Republicans too joined the calls that Northam should step down with Virginia GOP Chairman Jack Wilson saying his pledge to fix the damage wasn’t enough.

“It’s not enough, it’s not acceptable and clearly we cannot establish a double standard,” he said on CNN. “If this were a Republican governor, the calls for his resignation would be fast and furious and widespread.”

“He just basically lost the moral ability to lead the Commonwealth and so he should resign for the good of the Commonwealth,” he added.

The calls came a day after Northam sparked outrage with comments about a controversial abortion bill that one sponsor had said this week could allow women to terminate a pregnancy up until the moment before birth.

Northam, a former pediatric neurologist, was asked about those comments and said that third-trimester abortions are done with “the consent of obviously the mother, with consent of the physician, multiple physicians by the way, and it’s done in cases where there may be severe deformities or there may be a fetus that’s not viable.”

“So in this particular example if a mother is in labor, I can tell you exactly what would happen, the infant would be delivered.
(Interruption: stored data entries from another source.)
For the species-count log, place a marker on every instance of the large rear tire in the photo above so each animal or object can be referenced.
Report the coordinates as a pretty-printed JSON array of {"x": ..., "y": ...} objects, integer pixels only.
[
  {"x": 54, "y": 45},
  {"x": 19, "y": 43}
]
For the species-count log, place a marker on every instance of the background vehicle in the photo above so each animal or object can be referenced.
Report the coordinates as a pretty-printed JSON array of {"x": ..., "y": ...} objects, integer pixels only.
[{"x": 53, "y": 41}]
The infant would be kept comfortable. The infant would be resuscitated if that’s what the mother and the family desired, and then a discussion would ensue between the physicians and the mother.”

While the intent of the comments were not clear, conseravtive commentators and lawmakers took the remarks to mean he was discussing the possibility of letting a newborn die — or even killing it outright.

Northam pushed back, with his office saying his comments were limited to actions physicians may take in the case of “tragic or difficult circumstances” such as a non-viable pregnancy or “severe fetal abnormalities.” He later tweeted: I have devoted my life to caring for children and any insinuation otherwise is shameful and disgusting.”

On Friday, Virginia’s Republican Party said that the picture was “unforgivable” and made reference to the abortion controversy.

“Given his statements on the right to life coupled with the most recent revelations, he has lost the moral authority to continue to govern and should resign immediately,” the party said.